Reduction Over Chunks
When reducing an entire array to a single value:
use archmage::arcane;
use magetypes::simd::{
generic::f32x8,
backends::F32x8Backend,
};
#[arcane]
fn sum_array<T: F32x8Backend>(token: T, data: &[f32]) -> f32 {
let chunks = data.chunks_exact(8);
let remainder = chunks.remainder();
// Accumulate in a SIMD register
let mut acc = f32x8::<T>::zero(token);
for chunk in chunks {
let chunk_arr: &[f32; 8] = chunk.try_into().unwrap();
let v = f32x8::<T>::from_array(token, *chunk_arr);
acc = acc + v;
}
// Reduce the accumulator to scalar
let mut total = acc.reduce_add();
// Add remainder
for &x in remainder {
total += x;
}
total
}
Accumulating in a SIMD register and reducing once at the end is faster than reducing each chunk individually.
Alignment Tips
Align your structs
For AVX2 data (256-bit), align to 32 bytes:
#[repr(C, align(32))]
struct AlignedData {
values: [f32; 8],
}Allocate aligned memory
use std::alloc::{alloc, Layout};
let layout = Layout::from_size_align(size, 32).unwrap();
let ptr = unsafe { alloc(layout) };Check alignment at runtime
fn is_aligned<T>(ptr: *const T, align: usize) -> bool {
(ptr as usize) % align == 0
}
In practice, unaligned access on modern CPUs is fast enough that explicit alignment is rarely worth the complexity. Profile before adding alignment boilerplate.
Performance Tips
-
Minimize loads and stores. Keep data in SIMD registers as long as possible. Load once, do multiple operations, store once.
-
Prefer unaligned access. Modern CPUs (Haswell+, all Cortex-A) handle unaligned loads/stores with negligible penalty. Don't complicate your code for alignment unless profiling shows a bottleneck.
-
Use streaming stores for large writes. When writing large sequential buffers (image frames, audio buffers) that won't be read back soon, streaming stores avoid polluting the cache.
-
Batch operations.
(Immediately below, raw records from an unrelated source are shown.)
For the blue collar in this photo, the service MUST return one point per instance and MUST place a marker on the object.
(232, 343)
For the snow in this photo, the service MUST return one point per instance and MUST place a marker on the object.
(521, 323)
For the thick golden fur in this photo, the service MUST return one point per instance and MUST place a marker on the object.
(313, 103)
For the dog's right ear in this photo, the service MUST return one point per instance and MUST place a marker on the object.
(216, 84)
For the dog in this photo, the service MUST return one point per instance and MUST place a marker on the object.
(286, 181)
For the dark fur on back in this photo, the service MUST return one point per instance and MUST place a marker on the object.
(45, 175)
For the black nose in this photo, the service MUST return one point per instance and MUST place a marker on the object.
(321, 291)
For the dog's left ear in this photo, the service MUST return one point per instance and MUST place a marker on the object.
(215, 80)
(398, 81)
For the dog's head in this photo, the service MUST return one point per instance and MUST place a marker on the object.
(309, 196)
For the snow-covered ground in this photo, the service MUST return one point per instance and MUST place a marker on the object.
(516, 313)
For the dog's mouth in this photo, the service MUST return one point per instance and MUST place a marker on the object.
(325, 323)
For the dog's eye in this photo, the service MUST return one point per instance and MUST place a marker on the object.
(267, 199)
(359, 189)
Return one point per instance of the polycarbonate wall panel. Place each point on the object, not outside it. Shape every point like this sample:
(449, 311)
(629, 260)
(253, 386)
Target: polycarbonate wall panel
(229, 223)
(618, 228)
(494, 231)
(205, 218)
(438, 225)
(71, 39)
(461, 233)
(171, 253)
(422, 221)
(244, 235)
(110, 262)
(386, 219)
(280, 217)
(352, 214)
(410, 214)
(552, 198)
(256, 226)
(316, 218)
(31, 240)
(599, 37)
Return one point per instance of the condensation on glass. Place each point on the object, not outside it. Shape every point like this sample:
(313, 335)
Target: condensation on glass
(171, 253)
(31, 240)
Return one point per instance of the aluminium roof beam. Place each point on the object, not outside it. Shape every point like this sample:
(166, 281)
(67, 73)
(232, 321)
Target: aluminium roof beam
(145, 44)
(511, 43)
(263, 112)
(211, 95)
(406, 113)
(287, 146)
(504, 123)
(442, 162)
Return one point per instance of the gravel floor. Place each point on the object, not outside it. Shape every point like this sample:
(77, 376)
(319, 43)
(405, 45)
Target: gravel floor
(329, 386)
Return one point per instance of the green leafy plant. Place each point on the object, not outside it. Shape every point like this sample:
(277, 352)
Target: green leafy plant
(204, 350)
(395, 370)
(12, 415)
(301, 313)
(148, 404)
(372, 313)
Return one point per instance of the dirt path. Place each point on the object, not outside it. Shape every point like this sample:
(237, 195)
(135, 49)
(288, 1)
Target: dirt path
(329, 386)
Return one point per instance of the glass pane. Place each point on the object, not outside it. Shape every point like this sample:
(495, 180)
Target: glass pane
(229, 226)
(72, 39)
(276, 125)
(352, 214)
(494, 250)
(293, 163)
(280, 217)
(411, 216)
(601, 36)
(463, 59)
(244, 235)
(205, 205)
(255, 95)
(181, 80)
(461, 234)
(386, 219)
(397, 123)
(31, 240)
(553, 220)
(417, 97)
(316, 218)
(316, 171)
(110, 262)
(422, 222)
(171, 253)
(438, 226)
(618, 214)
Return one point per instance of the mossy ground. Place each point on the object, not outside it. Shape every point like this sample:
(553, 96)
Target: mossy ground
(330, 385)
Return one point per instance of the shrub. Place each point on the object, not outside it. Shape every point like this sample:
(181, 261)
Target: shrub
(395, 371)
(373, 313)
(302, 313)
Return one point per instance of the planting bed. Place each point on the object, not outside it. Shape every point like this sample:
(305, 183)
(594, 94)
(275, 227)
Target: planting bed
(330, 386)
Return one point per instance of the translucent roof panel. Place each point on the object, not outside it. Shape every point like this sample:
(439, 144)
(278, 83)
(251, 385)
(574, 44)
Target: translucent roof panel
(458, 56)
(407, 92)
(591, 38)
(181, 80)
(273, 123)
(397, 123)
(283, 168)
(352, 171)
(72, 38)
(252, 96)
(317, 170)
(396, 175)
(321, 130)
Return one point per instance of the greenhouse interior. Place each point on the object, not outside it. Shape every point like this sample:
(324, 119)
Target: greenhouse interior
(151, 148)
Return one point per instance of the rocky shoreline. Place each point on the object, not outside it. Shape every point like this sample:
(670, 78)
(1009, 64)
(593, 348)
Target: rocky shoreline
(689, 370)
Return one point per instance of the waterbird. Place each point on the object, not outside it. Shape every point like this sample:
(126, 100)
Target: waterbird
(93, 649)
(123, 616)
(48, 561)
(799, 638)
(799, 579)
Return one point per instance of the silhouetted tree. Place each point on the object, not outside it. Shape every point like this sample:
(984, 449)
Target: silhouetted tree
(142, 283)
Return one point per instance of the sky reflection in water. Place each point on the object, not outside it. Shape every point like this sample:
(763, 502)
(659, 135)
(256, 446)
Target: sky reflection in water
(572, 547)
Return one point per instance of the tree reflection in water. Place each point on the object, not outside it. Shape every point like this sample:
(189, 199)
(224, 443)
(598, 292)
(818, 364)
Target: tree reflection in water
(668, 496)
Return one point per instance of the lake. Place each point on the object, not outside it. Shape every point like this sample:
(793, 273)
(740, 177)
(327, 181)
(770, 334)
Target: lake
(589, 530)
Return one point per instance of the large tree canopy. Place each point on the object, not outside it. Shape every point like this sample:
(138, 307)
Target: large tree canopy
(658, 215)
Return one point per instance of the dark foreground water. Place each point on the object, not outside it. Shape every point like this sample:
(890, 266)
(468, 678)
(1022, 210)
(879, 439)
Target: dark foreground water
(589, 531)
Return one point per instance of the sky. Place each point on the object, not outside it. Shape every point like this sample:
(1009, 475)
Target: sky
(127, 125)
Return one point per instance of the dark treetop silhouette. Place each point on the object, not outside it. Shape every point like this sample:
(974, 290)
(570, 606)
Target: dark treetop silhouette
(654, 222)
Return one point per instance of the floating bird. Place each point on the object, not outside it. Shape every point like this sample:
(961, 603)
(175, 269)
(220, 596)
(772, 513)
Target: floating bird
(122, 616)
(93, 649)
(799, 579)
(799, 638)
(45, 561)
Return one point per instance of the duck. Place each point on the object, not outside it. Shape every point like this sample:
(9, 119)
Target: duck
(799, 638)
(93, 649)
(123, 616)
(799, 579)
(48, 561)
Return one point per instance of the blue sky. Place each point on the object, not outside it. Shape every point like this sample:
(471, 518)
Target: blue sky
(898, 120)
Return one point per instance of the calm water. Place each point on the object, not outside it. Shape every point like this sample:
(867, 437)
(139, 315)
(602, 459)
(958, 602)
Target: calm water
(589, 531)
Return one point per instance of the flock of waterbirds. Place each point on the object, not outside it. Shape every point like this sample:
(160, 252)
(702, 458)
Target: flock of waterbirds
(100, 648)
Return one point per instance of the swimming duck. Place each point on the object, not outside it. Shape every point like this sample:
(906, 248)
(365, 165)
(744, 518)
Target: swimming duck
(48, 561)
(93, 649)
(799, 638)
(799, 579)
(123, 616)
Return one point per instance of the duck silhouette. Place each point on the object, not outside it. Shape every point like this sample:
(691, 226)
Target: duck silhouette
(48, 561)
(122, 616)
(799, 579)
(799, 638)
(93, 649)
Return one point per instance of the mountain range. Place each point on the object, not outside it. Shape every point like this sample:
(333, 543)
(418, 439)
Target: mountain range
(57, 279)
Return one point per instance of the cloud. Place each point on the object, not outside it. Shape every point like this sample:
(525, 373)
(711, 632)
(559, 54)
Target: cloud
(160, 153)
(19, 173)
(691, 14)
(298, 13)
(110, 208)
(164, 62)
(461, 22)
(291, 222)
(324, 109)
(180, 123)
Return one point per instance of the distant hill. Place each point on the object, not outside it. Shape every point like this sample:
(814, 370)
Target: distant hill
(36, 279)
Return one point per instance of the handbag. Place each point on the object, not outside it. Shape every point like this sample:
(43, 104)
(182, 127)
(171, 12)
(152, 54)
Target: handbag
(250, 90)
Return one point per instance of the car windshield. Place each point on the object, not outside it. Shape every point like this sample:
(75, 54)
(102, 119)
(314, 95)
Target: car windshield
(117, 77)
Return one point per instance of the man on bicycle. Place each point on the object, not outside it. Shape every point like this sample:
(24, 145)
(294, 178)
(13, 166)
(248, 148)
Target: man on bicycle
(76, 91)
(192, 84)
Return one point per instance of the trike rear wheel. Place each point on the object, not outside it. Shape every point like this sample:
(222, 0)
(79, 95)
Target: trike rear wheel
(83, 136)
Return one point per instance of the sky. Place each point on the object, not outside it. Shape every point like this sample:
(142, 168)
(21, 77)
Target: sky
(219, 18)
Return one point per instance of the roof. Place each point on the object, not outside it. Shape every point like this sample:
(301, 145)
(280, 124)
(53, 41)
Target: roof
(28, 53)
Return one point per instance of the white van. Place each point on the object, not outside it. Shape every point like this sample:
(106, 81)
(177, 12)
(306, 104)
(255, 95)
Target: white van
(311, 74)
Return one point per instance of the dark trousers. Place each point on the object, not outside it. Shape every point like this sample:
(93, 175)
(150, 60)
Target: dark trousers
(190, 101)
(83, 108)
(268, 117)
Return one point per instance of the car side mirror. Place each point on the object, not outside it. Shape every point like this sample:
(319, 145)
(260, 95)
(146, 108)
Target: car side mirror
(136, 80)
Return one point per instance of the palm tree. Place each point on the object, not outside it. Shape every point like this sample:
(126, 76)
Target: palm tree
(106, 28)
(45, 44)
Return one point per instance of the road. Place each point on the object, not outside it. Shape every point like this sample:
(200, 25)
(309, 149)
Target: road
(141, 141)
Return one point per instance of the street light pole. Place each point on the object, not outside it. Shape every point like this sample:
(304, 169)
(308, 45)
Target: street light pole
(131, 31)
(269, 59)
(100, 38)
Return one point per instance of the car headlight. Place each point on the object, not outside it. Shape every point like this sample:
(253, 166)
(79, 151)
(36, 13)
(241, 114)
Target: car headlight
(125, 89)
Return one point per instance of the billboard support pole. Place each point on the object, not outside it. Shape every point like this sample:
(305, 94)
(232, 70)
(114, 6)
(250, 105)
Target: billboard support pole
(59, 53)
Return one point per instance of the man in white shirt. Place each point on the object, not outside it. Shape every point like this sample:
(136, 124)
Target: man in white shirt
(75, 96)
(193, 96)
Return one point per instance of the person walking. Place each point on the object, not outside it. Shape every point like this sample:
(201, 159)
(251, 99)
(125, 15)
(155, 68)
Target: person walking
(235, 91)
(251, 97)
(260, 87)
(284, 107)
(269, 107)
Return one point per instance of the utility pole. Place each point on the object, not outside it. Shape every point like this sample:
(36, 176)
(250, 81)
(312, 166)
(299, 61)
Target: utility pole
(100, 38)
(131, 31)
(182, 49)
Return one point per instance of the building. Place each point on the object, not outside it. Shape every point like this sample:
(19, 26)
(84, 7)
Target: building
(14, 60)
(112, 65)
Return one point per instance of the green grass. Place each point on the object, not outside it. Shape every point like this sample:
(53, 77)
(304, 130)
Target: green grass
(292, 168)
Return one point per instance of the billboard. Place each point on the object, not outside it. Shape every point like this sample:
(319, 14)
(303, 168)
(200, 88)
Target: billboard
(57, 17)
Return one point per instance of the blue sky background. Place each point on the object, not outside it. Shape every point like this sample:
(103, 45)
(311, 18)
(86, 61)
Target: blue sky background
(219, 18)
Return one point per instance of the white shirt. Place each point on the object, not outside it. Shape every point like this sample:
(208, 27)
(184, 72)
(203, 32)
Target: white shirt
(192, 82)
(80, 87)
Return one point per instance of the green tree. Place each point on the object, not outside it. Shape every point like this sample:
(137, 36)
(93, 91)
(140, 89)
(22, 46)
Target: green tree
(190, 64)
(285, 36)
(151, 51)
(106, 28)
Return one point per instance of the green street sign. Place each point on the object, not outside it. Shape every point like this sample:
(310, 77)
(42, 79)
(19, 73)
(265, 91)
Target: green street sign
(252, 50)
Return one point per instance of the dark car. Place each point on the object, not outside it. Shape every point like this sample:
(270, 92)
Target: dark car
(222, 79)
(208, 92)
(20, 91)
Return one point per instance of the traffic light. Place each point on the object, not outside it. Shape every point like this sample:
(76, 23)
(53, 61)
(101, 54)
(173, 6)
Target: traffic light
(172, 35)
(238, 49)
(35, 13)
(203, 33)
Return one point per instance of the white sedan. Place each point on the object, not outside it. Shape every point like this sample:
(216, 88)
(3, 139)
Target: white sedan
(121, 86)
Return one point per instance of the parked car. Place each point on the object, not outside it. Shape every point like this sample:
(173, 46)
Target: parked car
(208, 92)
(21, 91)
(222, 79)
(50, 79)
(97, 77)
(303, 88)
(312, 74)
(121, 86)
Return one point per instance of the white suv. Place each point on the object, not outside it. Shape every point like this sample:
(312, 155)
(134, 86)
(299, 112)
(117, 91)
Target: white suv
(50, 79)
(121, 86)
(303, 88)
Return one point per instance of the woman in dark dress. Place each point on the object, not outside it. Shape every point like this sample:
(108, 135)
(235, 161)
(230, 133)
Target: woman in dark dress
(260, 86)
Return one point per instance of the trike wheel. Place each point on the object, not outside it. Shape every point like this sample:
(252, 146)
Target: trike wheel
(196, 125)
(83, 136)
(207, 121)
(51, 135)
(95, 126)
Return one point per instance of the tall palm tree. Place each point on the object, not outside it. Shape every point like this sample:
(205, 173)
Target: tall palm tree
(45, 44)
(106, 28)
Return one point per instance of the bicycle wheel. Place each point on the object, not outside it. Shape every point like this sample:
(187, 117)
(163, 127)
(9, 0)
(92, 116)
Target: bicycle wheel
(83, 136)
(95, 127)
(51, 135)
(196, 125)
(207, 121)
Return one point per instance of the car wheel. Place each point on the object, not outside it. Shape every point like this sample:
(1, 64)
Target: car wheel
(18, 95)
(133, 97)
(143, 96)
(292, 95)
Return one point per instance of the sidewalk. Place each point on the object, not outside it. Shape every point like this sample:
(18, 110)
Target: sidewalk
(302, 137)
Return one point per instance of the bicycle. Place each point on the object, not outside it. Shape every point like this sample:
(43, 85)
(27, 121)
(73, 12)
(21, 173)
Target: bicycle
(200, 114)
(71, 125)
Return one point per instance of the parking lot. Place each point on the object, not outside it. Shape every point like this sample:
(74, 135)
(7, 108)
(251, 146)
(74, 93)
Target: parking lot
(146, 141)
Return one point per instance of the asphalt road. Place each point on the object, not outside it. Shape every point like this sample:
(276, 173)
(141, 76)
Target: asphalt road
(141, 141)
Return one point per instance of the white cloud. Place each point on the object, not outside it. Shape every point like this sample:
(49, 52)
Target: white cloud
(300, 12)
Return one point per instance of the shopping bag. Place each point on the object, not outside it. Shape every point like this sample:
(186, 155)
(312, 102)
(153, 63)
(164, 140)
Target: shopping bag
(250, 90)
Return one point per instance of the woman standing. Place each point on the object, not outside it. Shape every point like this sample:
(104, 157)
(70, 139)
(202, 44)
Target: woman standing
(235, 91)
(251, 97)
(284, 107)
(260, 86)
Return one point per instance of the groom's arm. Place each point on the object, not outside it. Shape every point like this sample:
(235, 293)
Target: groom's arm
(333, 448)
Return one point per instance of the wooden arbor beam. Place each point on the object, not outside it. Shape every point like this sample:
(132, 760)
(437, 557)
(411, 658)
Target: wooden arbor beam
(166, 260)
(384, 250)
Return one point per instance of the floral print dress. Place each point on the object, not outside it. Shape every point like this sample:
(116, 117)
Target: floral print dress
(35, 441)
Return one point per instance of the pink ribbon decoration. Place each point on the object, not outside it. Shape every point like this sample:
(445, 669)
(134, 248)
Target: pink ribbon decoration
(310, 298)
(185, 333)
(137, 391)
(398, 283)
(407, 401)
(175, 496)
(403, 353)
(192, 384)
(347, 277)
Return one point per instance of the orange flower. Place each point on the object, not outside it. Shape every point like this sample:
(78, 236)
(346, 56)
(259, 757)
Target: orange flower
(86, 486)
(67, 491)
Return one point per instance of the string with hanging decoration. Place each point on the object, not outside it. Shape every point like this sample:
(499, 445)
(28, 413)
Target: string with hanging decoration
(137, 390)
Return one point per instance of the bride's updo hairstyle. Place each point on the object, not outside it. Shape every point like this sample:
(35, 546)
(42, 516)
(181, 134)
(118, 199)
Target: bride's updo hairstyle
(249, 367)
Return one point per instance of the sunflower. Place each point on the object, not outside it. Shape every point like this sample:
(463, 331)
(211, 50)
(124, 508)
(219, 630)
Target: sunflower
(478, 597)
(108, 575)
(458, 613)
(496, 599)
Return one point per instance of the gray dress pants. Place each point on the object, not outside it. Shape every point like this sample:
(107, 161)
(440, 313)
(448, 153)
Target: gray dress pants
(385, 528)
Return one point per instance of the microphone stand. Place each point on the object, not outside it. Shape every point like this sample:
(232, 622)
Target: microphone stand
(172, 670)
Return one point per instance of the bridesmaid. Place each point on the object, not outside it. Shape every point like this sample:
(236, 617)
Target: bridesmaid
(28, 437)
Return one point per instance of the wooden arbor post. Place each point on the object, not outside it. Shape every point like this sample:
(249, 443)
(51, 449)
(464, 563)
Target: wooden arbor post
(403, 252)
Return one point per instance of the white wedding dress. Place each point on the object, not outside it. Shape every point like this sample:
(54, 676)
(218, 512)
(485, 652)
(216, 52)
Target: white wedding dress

Instead of processing one pixel or one sample at a time, accumulate a batch and process it in one SIMD pass.
-
Avoid gather in hot loops. Sequential memory access is 3-10x faster than scattered access. If you find yourself using gather in a tight loop, consider restructuring your data layout.
-
Enter
#[arcane]once. Put your loop inside the#[arcane]function, not the other way around. Each#[arcane]call from non-SIMD code crosses a target-feature boundary that LLVM can't optimize across. See Target-Feature Boundaries.